Each bike shop should have a range of demo/hire bikes (possibly some of the second-hand stock?). These are machines new riders can use to get their experience up, bikes they can bolt an L-plate to and ride around for a weekend or a week. Maybe the cost of the hire could be deducted from the price of a new bike if they come back and buy one.
Shops could lead group rides or tap into their local riding groups and customers who (I’m sure) would be pleased to guide youngsters around the great local riding roads of their area. Those same youngsters would be welcome to join the rides even after they have bought a bike of their own. Of course returning riders would also be welcome.
Maybe the importers would do provide assistance with the cost, insurance, maintenance and repairs of such a fleet.
Keep in mid that although bikes are basically as cheap as they have ever been, cars are crazy-cheap – and more reliable than ever. And they bulk of them have air-conditioning, power steering and automatic transmissions, even the cheap secondhand cars, which means transport is relatively cheap, easy to master and comfortable.
Motorcycles can’t compete with cars as transport unless you’re talking heavy traffic, parking problems and scooters – which is a story for another time.

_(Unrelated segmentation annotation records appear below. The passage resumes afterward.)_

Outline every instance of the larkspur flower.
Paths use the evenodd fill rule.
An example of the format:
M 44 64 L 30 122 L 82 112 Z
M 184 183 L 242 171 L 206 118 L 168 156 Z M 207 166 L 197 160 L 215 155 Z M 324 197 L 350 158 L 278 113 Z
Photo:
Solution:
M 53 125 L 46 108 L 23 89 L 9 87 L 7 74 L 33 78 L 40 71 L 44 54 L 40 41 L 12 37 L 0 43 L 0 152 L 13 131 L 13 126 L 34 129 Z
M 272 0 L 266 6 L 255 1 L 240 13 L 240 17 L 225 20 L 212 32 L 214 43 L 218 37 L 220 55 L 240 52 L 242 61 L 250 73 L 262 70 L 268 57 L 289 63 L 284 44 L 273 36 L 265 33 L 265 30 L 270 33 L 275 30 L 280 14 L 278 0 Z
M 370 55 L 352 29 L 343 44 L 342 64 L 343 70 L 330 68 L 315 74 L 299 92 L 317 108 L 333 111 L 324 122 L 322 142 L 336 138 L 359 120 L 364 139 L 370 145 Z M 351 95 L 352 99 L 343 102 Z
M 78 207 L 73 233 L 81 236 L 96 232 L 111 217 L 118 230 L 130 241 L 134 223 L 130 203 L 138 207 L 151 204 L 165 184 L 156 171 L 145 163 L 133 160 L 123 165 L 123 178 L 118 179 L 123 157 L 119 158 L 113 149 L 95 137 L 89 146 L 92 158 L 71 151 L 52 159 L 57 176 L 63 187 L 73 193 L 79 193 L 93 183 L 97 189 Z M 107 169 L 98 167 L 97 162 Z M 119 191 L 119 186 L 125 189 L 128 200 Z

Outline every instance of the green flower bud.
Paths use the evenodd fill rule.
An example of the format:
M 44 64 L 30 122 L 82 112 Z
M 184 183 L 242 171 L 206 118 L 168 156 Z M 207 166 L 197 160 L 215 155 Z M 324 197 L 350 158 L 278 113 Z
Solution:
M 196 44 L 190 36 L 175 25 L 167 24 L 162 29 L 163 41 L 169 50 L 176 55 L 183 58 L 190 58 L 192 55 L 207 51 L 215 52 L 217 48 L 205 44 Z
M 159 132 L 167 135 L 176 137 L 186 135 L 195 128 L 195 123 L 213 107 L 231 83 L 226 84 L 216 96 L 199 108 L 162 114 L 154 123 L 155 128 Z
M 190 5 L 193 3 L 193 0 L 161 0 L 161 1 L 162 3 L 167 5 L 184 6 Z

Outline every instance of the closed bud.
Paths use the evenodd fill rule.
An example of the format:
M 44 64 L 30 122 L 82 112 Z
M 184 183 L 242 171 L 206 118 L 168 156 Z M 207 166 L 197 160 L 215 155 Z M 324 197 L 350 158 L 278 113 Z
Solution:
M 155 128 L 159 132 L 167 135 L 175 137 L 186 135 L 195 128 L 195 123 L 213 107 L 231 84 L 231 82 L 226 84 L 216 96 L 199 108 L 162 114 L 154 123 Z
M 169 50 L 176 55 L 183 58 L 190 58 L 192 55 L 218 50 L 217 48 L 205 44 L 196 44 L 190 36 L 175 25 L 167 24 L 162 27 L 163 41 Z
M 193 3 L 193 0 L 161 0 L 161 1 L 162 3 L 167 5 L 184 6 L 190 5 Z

This is about recreational riding, an activity which has lost ground to the myriad of other things youngsters can do with their weekends, from Netflix to watercraft, Fortnite to football.
It’s a lot easier to play football than it is to ride a motorcycle legally – and even easier to be a passive football fan. Join you club online, buy some gear in the team colours, catch the train to the stadium, have a few drinks and do it all again a week or two later.

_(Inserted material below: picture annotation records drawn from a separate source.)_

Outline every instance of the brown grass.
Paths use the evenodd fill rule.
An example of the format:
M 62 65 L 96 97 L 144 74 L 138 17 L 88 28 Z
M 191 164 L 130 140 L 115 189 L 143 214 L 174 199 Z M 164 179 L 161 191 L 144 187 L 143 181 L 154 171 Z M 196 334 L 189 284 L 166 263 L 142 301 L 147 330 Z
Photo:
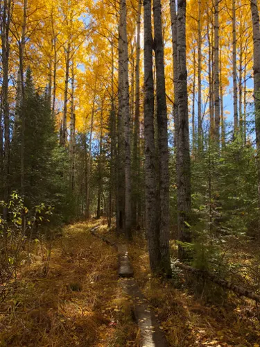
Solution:
M 46 248 L 33 246 L 0 308 L 1 346 L 135 345 L 136 328 L 117 283 L 117 255 L 90 235 L 90 226 L 64 228 L 46 276 Z
M 151 278 L 141 237 L 135 237 L 130 255 L 135 276 L 157 312 L 171 346 L 259 347 L 260 315 L 254 303 L 228 294 L 219 305 L 207 304 L 203 296 L 198 298 L 191 294 L 193 288 L 178 290 L 173 280 Z M 220 290 L 211 286 L 206 284 L 208 291 Z

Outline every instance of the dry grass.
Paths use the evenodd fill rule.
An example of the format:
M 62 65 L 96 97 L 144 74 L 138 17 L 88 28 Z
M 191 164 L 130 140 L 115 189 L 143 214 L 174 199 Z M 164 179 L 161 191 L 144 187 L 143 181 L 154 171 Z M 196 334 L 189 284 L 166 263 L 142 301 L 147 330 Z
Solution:
M 173 280 L 152 278 L 147 250 L 141 237 L 135 237 L 130 255 L 135 276 L 158 314 L 171 346 L 258 347 L 260 344 L 260 314 L 254 303 L 229 294 L 220 305 L 207 305 L 204 298 L 195 297 L 188 288 L 175 289 Z
M 1 346 L 135 345 L 129 304 L 120 298 L 117 255 L 91 236 L 90 226 L 64 228 L 53 244 L 46 276 L 42 245 L 33 247 L 0 308 Z

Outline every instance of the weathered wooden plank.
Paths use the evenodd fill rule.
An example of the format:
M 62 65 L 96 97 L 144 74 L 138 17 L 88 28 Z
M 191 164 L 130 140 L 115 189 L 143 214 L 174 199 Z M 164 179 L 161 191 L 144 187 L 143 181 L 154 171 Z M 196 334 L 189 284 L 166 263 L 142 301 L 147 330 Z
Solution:
M 120 284 L 132 301 L 135 319 L 140 329 L 141 346 L 168 347 L 164 332 L 159 328 L 159 322 L 136 281 L 133 278 L 122 278 Z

Contrast that with making sure your bike is good to go, suiting up in all the gear, hoping the weather will be good, not be able to drink and copping flak from parents, friends and others about your ‘Temporary Australian’ pastime.
And, of course, the appeal of online video games is strong… much bigger industry these days than Hollywood, and it’s driven by the 20-40yo men, the gender and age traditionally getting into motorcycles.
Motorcycle sales have boomed in various decades and for various reasons. In the past it was sky-high fuel prices, cheap, reliable dirt bikes, then baby boomers rediscovering motorcycles, the sportsbike era… most recently adventure bike sales have exploded while cruisers are tanking and nakeds are popular again.
Harley seems to believe the future lies in electric bikes.
I think now is a good time for the industry to focus on people, on convincing people to become riders, not customers, because riders will wear out bikes and replace them.